Otro aspecto polémico es que establece que el gobierno evaluará el valor de las tierras que serán expropiadas para entregárselas a los grupos indígenas sin discriminarlos, frente a la propuesta de los empresarios de Santa Cruz de que sean elegidos sólo cuatro pueblos indios de esa región oriental como potenciales beneficiarios.
Además, el gobierno ratificó la centralización de competencias para repartir tierras, en contra de la intención de los gobiernos departamentales de asumir esas funciones en sus regiones.

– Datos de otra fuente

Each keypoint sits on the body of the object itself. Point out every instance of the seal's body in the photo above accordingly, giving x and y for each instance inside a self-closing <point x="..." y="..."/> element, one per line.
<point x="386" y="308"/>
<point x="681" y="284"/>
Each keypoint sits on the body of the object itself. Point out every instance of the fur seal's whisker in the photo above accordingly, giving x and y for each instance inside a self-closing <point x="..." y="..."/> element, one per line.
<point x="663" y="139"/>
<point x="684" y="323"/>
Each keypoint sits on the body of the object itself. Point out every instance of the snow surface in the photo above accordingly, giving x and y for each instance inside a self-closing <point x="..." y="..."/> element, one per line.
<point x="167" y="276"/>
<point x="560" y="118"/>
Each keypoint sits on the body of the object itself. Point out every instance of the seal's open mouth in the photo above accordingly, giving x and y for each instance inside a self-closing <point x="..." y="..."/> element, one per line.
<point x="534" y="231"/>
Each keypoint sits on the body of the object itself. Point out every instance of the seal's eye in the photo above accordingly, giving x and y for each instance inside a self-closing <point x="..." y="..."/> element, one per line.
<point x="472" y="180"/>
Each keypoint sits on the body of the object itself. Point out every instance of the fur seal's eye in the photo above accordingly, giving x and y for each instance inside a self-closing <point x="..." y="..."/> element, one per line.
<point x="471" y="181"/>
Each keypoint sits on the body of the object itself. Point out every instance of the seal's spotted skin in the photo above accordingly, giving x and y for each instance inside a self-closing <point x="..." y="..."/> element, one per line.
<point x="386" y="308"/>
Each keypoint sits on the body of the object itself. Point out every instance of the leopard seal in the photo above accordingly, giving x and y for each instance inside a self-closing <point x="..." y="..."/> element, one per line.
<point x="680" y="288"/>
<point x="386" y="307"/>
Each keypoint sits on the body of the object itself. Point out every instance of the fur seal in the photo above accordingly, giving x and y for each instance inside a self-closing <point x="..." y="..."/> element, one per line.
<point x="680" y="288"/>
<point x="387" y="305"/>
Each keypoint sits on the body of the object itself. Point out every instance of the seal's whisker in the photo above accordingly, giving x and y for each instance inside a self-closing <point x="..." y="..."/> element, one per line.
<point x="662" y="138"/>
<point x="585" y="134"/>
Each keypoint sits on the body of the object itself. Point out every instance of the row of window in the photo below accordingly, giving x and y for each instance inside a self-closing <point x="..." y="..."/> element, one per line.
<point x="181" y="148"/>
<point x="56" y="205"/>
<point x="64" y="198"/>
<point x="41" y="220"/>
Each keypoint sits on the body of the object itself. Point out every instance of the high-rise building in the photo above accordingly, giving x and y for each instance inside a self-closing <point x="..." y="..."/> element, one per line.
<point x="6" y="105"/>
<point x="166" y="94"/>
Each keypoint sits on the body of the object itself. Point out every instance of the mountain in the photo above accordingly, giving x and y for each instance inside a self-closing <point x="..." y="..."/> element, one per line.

Un senador de Podemos, Walter Guiteras, rechazó las «amenazas» del mandatario izquierdista. «Que el presidente no nos amenace con los movimientos sociales. A mí me importa un comino lo que pueda hacer con el Poder Legislativo. Si quiere, que lo cierre. No vamos a sesionar con la espada de Damocles ante la amenaza de que nos van a intervenir», protestó.
En tanto, Fernando Messmer, jefe de la bancada de diputados de esa agrupación, señaló que la media sanción de la norma sin concertación refleja la «política de este gobierno populista, con visiones trasnochadas».
En un intento más conciliador, la Confederación de Empresarios demandó esfuerzos en procura de consensos.
Morales, que viene de nacionalizar los hidrocarburos, también se batía en la candente arena de la Constituyente, paralizada por una densa polémica sobre la fórmula de votación de la nueva Carta Magna.